Adams will receive $300,000 to support his project titled “Developing New Methods of Multi-Core Statistic Inference Towards Rapid Data Fusion and Information Extraction.”

The grant will be focused on pursuing research towards large-scale inference using Markov chain Monte Carlo methods. Many of the most powerful modern techniques for data analysis and machine learning rely on probabilistic models, and the manipulation of these models often presents a significant computational challenge.

Adams’ group is looking for new ways to make these kinds of algorithms work on modern computational architecture, which favors multiple weakly coupled processors rather than a single fast CPU.

“This is an exciting research direction, as significant progress in these techniques impacts not only computer science, but also many other fields such as physics, statistics, and biology,” says Adams. “We hope to couple innovative new mathematical foundations with engineering efforts to build practical and widely useful systems.”
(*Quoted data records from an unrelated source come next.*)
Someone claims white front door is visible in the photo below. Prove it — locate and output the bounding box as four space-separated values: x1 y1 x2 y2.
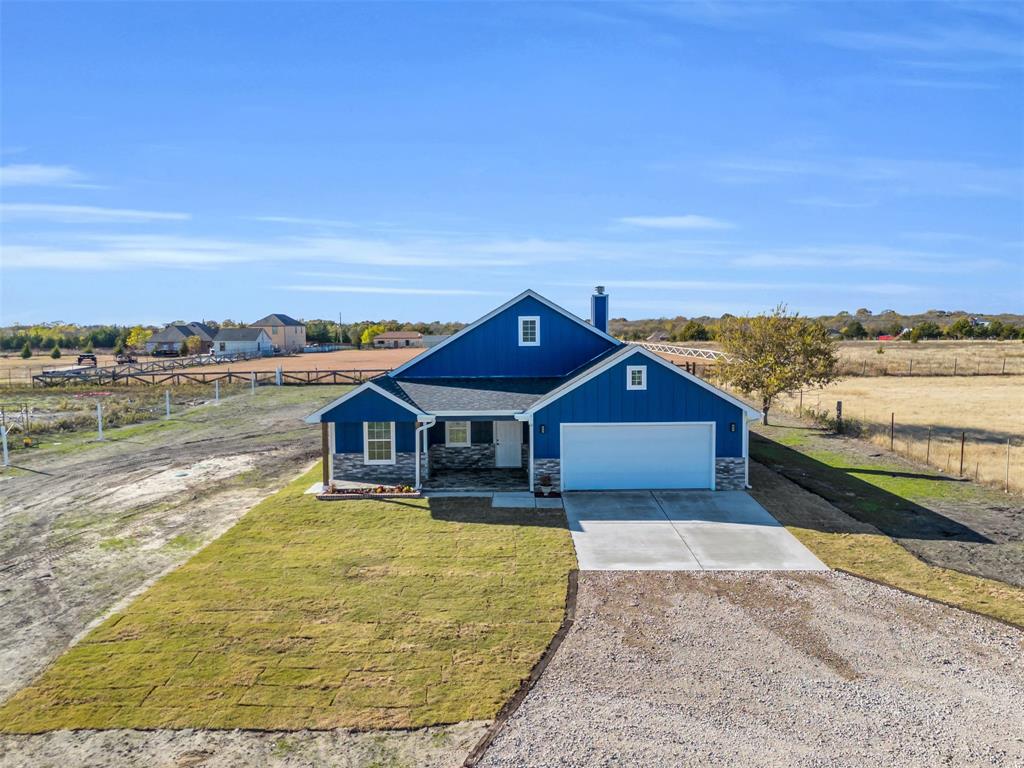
495 421 522 467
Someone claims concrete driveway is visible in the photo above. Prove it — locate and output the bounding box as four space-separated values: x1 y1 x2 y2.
563 490 827 570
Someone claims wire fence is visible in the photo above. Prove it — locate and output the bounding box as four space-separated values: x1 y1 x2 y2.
782 393 1024 493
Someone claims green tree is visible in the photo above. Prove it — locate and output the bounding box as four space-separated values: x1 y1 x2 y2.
678 321 711 341
840 319 867 339
715 304 839 424
910 321 942 344
359 323 387 346
946 317 974 339
125 326 153 349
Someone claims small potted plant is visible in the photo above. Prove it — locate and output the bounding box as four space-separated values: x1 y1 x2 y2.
538 475 552 496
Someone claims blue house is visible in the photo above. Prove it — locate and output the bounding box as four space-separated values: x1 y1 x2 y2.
306 287 761 490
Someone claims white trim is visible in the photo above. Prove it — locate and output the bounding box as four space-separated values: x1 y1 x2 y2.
626 366 647 390
444 421 473 447
362 421 398 467
388 289 625 377
523 345 761 421
430 411 522 421
327 421 338 482
516 314 541 347
558 421 718 490
303 381 426 424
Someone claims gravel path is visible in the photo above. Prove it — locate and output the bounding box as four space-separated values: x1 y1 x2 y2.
480 572 1024 768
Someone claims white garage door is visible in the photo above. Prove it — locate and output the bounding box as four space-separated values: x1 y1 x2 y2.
562 422 715 490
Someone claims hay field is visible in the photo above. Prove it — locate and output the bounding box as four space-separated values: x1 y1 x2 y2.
778 374 1024 490
188 347 424 373
839 341 1024 376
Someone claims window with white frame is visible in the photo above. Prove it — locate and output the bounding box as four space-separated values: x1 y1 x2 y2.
626 366 647 389
519 315 541 347
444 421 470 447
362 421 394 464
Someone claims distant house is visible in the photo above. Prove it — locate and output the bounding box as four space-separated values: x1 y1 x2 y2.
213 328 273 355
374 331 423 349
422 334 450 349
145 323 215 355
249 313 306 352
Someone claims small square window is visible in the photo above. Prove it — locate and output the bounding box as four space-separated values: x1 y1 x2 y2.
444 421 470 447
519 316 541 347
626 366 647 389
362 421 394 464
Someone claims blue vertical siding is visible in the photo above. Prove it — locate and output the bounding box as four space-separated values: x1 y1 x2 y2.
534 353 743 459
322 389 416 454
398 296 615 379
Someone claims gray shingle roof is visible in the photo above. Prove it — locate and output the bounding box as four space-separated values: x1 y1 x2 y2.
214 328 266 341
249 313 306 328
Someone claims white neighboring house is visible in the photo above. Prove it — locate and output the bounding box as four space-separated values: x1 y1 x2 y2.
213 328 273 355
249 312 306 352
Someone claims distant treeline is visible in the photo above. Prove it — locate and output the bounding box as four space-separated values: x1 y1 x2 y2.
0 309 1024 351
0 319 465 352
608 309 1024 341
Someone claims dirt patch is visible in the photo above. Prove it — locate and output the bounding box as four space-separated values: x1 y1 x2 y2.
0 387 345 699
480 571 1024 768
0 722 487 768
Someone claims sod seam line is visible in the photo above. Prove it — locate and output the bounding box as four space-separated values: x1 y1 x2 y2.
462 568 580 768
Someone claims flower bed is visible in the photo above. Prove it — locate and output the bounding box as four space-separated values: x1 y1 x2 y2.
316 485 420 502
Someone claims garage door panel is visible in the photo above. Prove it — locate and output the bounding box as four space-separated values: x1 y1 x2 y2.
561 423 715 490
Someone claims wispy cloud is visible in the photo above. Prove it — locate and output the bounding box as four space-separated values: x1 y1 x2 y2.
615 213 735 229
791 197 878 208
242 216 355 228
0 163 94 187
713 158 1024 198
0 203 191 224
285 284 499 296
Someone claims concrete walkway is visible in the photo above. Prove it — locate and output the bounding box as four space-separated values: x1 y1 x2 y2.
563 490 827 570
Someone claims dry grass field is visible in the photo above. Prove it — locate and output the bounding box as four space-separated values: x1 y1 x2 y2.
189 347 423 373
0 347 423 387
778 378 1024 490
840 341 1024 376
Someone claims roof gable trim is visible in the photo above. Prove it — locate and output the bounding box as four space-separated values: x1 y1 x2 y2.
388 288 623 377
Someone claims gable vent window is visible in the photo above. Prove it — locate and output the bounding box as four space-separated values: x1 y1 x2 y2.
444 421 469 447
519 316 541 347
626 366 647 389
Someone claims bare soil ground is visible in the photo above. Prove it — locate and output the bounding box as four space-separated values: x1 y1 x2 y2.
480 571 1024 768
0 387 344 698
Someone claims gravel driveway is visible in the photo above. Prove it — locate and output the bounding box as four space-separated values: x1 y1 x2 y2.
480 571 1024 768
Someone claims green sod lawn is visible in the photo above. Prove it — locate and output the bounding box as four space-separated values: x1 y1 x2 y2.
0 468 575 733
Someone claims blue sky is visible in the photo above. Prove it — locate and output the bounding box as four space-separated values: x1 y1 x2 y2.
0 1 1024 324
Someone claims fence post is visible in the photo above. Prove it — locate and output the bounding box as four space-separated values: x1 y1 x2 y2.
1006 437 1010 494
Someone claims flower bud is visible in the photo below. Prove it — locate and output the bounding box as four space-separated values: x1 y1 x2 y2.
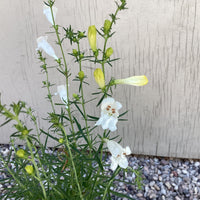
58 138 64 144
88 25 97 52
106 47 113 58
25 165 34 175
94 68 105 89
78 32 85 38
72 93 79 100
16 149 25 158
78 71 85 80
104 19 111 34
114 76 148 86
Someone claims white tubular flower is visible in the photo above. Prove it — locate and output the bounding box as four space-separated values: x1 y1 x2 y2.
95 97 122 131
43 5 58 25
105 139 131 171
36 36 58 60
57 85 67 108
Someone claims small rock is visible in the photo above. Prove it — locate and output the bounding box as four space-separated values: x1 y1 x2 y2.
160 159 169 165
154 184 160 191
182 169 188 174
136 192 143 198
172 161 178 168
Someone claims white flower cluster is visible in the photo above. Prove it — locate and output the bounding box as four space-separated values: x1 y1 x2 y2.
36 5 131 171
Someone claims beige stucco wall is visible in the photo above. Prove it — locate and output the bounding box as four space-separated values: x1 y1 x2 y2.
0 0 200 158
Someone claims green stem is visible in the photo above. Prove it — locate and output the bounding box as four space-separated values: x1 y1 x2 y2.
101 8 119 78
77 42 92 152
60 125 83 200
50 6 75 140
26 138 47 200
45 69 55 113
102 167 120 200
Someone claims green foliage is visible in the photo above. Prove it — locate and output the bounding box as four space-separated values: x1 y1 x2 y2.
0 0 145 200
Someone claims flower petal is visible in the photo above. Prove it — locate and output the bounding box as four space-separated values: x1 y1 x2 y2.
124 146 131 155
101 97 115 110
117 156 128 169
43 5 58 25
110 156 118 171
115 101 122 110
108 116 118 132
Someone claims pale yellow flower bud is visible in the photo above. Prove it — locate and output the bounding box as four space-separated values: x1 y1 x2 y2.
25 165 34 175
114 75 148 86
106 47 113 58
104 19 111 34
88 25 97 52
16 149 25 158
94 68 105 89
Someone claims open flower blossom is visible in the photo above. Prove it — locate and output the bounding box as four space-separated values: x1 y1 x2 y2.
55 85 67 108
94 68 105 89
114 75 148 86
95 97 122 131
36 36 58 60
43 5 58 25
105 139 131 171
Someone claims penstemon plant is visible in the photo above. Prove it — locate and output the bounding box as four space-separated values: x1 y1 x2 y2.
0 0 148 200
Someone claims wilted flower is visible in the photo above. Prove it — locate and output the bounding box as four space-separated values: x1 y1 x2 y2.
105 139 131 171
114 76 148 86
88 25 97 52
95 97 122 131
56 85 67 108
43 5 58 25
25 165 34 175
106 47 113 58
36 36 58 60
94 68 105 89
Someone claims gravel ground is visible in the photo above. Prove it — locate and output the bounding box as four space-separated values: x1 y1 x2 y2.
0 145 200 200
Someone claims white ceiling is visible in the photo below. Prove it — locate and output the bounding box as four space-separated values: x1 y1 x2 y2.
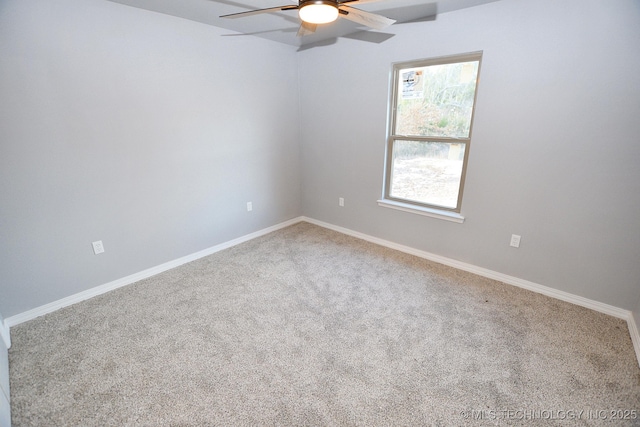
110 0 498 49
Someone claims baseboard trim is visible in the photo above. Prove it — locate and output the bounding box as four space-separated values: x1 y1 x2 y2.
5 216 640 365
0 217 303 328
0 317 11 348
302 217 631 320
627 313 640 372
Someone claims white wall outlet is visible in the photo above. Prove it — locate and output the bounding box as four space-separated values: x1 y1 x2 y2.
91 240 104 255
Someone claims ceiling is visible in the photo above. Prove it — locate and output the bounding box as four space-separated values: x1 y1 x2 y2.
110 0 498 50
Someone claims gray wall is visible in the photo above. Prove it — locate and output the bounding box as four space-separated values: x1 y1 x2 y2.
0 0 301 317
299 0 640 310
0 0 640 316
0 314 11 427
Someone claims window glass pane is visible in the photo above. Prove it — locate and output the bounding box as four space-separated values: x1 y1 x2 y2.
394 61 479 138
389 140 466 209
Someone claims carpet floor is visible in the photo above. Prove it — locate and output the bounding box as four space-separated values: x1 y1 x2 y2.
9 223 640 427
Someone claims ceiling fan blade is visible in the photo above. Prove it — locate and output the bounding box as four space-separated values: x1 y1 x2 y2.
338 0 380 6
220 5 298 19
298 21 318 37
339 5 396 30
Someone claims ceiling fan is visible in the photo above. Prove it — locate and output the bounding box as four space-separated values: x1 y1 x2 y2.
220 0 396 37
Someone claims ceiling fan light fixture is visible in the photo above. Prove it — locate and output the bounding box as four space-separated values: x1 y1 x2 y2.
298 0 338 24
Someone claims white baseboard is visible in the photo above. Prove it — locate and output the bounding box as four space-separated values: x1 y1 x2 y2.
0 317 11 348
0 217 302 328
627 313 640 372
0 216 640 365
301 217 640 366
303 217 631 320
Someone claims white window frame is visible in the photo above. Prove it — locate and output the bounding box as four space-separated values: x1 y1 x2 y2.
378 51 482 223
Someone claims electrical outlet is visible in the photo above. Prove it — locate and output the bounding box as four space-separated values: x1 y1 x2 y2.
91 240 104 255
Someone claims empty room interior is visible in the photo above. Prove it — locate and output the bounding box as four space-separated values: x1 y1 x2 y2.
0 0 640 427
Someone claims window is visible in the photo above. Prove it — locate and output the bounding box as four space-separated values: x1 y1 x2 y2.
379 52 482 222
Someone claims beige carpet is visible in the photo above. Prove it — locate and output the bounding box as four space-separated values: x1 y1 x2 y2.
9 223 640 427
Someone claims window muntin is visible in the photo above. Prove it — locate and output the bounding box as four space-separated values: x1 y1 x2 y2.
384 53 481 212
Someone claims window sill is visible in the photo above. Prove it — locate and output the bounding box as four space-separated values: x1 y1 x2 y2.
378 199 464 224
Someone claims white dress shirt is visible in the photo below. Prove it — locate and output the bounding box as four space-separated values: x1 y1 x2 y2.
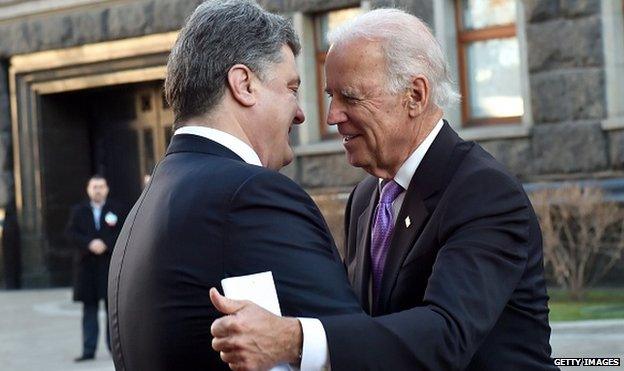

Adams joined Harvard in July 2011; he runs the Harvard Intelligent Probabilistic Systems group, which is dedicated to building intelligent algorithms.

Previously, he was a CIFAR Junior Research Fellow at the University of Toronto. He earned his Ph.D. in physics from the University of Cambridge and B.S. in electrical engineering and computer science from MIT.

His research focuses on machine learning and computational statistics, but he is broadly interested in questions related to artificial intelligence, computational neuroscience, machine vision, and Bayesian nonparametrics.